Однако, несмотря на свою непривлекательную внешность, Томас обладал живым и хитрым умом и имел замечательный каллиграфический талант. Его знания в области истории, политики и классической литературы были удивительны, и хотя де Вулф и Гвин делали вид, что презирают его за тщедушное телосложение и робкую натуру, они втайне весьма приязненно относились к этой бывшей духовной особе.
Томас прошел по залу с привычной нерешительностью, неся писчие принадлежности, как обычно, через плечо.
– Ты вписал все последние события в свои свитки? – встретил его вопросом хозяин.
Писарь откинул клапан своей сумы и достал два палимпсеста – пергамента многократного использования: старые записи соскабливались, а поверхность натиралась мелом, чтобы подготовить ее для новых чернил.
– Это два последних дознания, коронер. И имена повешенных за две последние недели с описью их имущества, каковое имелось.

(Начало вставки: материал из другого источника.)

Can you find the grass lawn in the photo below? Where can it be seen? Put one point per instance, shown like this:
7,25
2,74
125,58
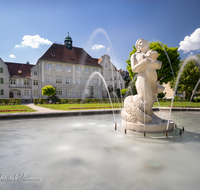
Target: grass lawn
177,104
15,107
70,107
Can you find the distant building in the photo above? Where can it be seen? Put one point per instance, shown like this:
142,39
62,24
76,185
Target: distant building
169,93
65,67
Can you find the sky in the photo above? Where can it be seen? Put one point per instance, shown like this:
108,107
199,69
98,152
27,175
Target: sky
28,28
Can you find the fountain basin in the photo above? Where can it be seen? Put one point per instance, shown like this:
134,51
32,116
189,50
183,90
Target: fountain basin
85,153
157,125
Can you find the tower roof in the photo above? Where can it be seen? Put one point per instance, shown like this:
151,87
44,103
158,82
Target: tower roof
68,38
58,53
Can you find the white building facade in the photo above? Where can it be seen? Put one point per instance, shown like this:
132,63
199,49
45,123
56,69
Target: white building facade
62,66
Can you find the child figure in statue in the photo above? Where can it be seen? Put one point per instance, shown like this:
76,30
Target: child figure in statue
144,62
137,114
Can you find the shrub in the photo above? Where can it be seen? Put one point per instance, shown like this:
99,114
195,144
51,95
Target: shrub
197,99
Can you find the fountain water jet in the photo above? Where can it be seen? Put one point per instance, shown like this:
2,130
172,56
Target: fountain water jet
177,81
91,76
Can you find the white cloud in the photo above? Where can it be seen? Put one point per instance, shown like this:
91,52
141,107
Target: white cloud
191,43
12,56
97,47
33,41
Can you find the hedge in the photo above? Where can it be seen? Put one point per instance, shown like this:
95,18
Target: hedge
12,101
197,99
77,100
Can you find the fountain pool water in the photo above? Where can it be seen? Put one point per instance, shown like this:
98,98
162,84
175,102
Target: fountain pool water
85,153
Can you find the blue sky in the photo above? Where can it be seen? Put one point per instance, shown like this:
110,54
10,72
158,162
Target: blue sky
29,27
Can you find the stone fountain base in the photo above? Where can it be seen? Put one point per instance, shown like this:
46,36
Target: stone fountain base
157,125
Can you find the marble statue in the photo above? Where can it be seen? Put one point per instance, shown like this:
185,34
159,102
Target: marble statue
138,109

Он передал свитки де Вулфу, который прочитал по несколько первых строк каждого, произнося про себя латинские слова, которым Томас столь усердно обучал его эти последние недели.
– Может, прочтете вслух, для практики? – нерешительно предложил Томас.

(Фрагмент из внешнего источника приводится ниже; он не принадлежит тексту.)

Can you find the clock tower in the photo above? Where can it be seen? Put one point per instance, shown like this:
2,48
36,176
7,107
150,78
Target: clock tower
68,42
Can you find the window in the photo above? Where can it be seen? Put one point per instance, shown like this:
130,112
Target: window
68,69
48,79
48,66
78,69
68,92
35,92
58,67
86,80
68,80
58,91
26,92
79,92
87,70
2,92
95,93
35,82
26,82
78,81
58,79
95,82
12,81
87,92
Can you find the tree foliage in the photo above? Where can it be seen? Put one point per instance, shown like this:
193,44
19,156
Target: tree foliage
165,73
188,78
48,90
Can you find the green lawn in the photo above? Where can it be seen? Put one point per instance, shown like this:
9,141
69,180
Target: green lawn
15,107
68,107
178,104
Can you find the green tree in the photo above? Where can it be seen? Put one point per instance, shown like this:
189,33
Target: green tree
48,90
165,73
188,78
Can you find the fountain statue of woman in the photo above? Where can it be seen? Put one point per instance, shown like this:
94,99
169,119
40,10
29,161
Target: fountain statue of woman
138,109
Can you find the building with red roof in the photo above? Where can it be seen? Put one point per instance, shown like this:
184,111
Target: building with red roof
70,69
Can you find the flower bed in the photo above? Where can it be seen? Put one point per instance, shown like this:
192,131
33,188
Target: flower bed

Иногда у де Вулфа просто не было настроения совершенствоваться в чтении, и сегодня, похоже, был один из тех случаев.
– Слишком устал, черт возьми, Томас! Может, моя жена права. Езда на этом коне отняла у меня последние силы.
На самом деле причиной усталости были скорее несколько кварт эля в «Ветке плюща» и вино за обедом.

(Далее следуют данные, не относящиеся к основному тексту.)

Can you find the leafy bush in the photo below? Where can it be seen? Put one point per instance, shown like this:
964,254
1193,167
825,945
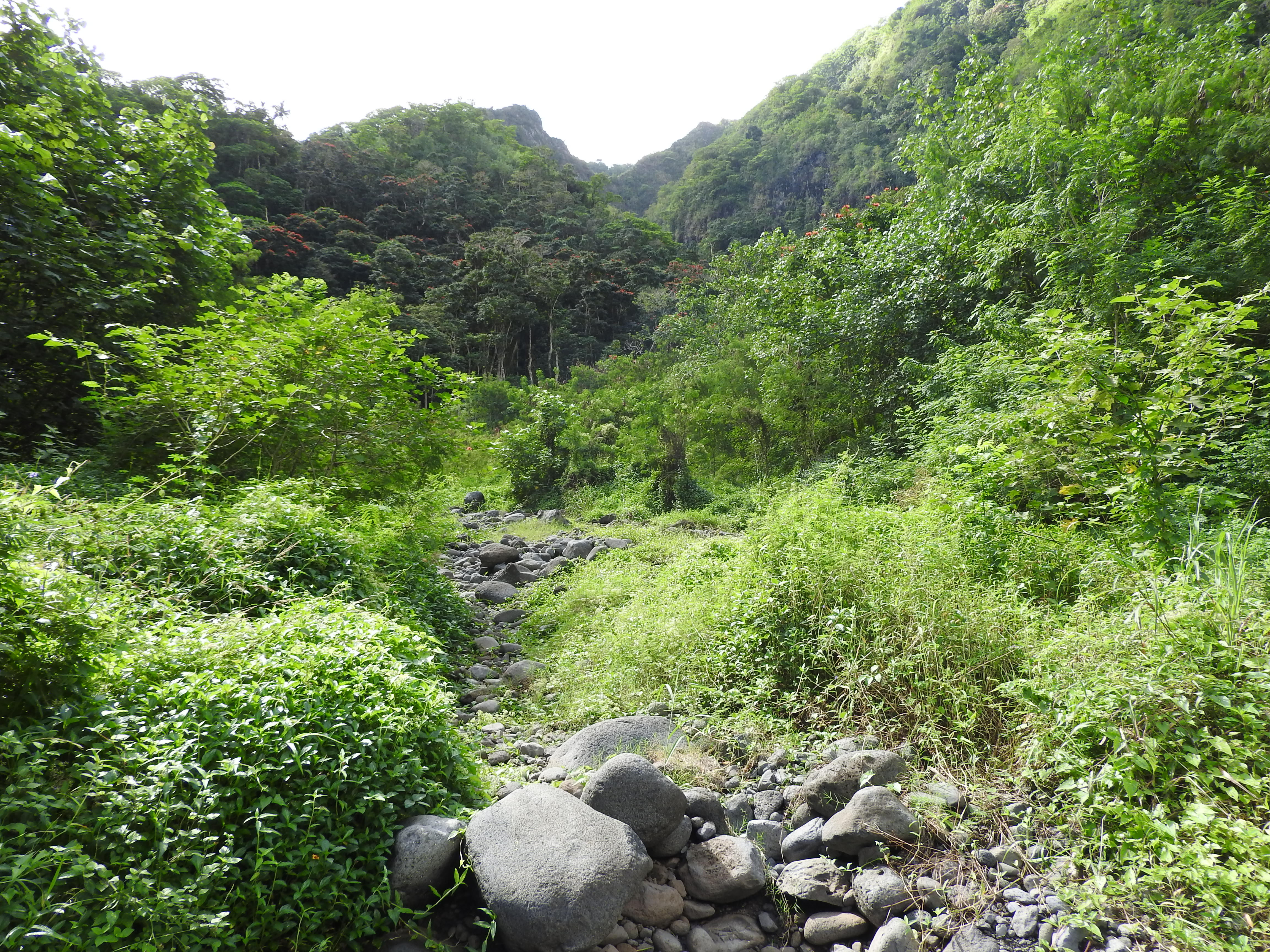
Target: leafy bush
1155,750
235,785
281,384
534,455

– Еще какие-нибудь происшествия?
Его писарь был самым большим пронырой в Эксетере и часто приносил Джону сплетни, державшие коронера в курсе многих городских интриг.
Томас угрюмо покачал головой. Ничто так не нравилось ему, как чувствовать себя частью команды коронера, и оттого, что сейчас он не мог рассказать даже о самом пустяшном скандале, Томас чувствовал себя уклоняющимся от своих прямых обязанностей.
– Ты видел, как этот чертов парень таращится на меня из-за угла эти последние несколько дней? – поинтересовался де Вулф.
Блестящие птичьи глазенки Тома метнулись к закрытому ставнями окну.
– Того человека на улице, о котором мне рассказал Гвин? Нет, я писал эти свитки в нашей канцелярии. Но теперь буду глядеть в оба, с Гвином. У вас есть какое-либо представление о том, кто бы это мог быть?
– В том-то и дело, что нет. Я подумал, что ты, быть может, слышал о ком-нибудь, кто недавно появился в городе и мог бы быть похож на этого плута? Ему около тридцати пяти лет, на вид крепыш, бритый, в ничем не примечательной серовато-коричневой одежде и широкополой шляпе, затеняющей глаза.